What is a “service”, and what is a “software”?
A service is something users want to consume. For example, a web service can offer web sites. If I want to “talk over the internet” with a video chat, so see the other persons face and hear them, I want to use a “video chat service”.
A software is code, instructions for the computer, on how to provide a service. So a web server software is code which a computer executes, and then can offer the web service - so provide web sites. Services like “video chat” can be provided in running software like Jitsi or BigBlueButton.
Also for example google meet is a service. The software providing this service is proprietary, and google is running that software.
How can I find out which software or service I should use for my lessons? Example: we use LINE for chats. How does it fare? Under which circumstances should I look for alternatives?
As a first step: try to understand what you want to accomplish, which functionality you expect from the software.
Do you want to move in-person-lessons online? Then video chat software is a good candidate: transmitting audio + video between participants. Also text chat is offered there. Also screen sharing, so one person can offer their screen, the others see it. Examples are Jitsi, BigBlueButton, google meet, skype.
Do you want many people to write a text at the same time? Then google docs, or etherpad for example can be used.
Do you want text chat? Examples: Line, signal, threema as service, or matrix as software
Do you want file exchange? Examples: google drive as service, nextcloud as software.
Do you want to present own material, and have the students learn interactively? Examples: moodle as software, or commercial software or services.
Further relevant points:
What are your privacy expectations? Is it ok for service providers to read/access your data?
What are your availability expecations? Is it ok for the service to be down for some time?
Can you host the software yourself? That would mean you can operate the system which executes the software, also keep it up2date, understand something about security of the system. If not, you could pay a company to do that for you. Or you can directly use the service.
Get an overview of which services and software can provide what you want, and what their downsides are. Can you try out some of the candidates to evaluate them deeper?
How future proof is your solution? Let's say you decide for a free service from a company, the service matches your needs perfectly. If the service costs money in 6 months, how will you deal with that? Can you then export the data you stored there, or is your data locked in there?
I'm worried that we rely on one service/software, and it becomes suddenly unusable. How bad is that? How can I prevent that?
You have the 2 big choices: to use a service hosted by someone (google meet, facebook, etc.) or to run a software yourself to provide the services.
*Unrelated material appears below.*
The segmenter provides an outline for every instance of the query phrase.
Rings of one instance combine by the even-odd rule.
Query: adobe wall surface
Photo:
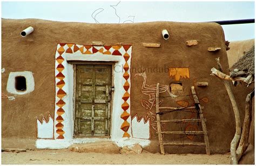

In both cases the services can go down, or simply your ISP can go down and the network prevents you from accessing the service. If you pay for a service, you might be able to agree with the provider on guaranteed uptimes of the service, but even then your network might go down.
So simply be aware of what can go wrong, and if certain scenario look to likely/dangerous to you, invest in lowering chances that they happen: i.e. if you run an own server and fear network going down, get a second internet provider so you can fail over.
For example, which tech do you use to support your learning, Chris?
I am learning technical things around my job, and I work in improving my Japanese. Let's focus on that.
For learning and keeping vocabulary, I use two sites,
http://iknow.jp/ and
https://memrise.com . You probably know flash-cards, having for example a Kanji on top, and then the spelling or meaning in your native language on the other side? These are used to verify knowledge. But doing this online, an algorithm remembers if I know a Kanji, and then optimizes the time I get asked about it next time. So for vocab, I do not run software myself, I use payed services from these 2 sites.
I do a lesson with a teacher once per week, for one hour, via video chat. I also do tandem partner training, also via video chat software.
On website lang-8.com, I write articles in Japanese, and Japanese natives correct the texts.
I follow news in Japanese, over the internet.
I listen to a podcast where both English and Japanese are spoken. Podcasts are kind of “recorded radio transmissions”, a bit like a youtube video but where just audio is recorded. I download the files, and can listen them with an mp3 player, or a smartphone.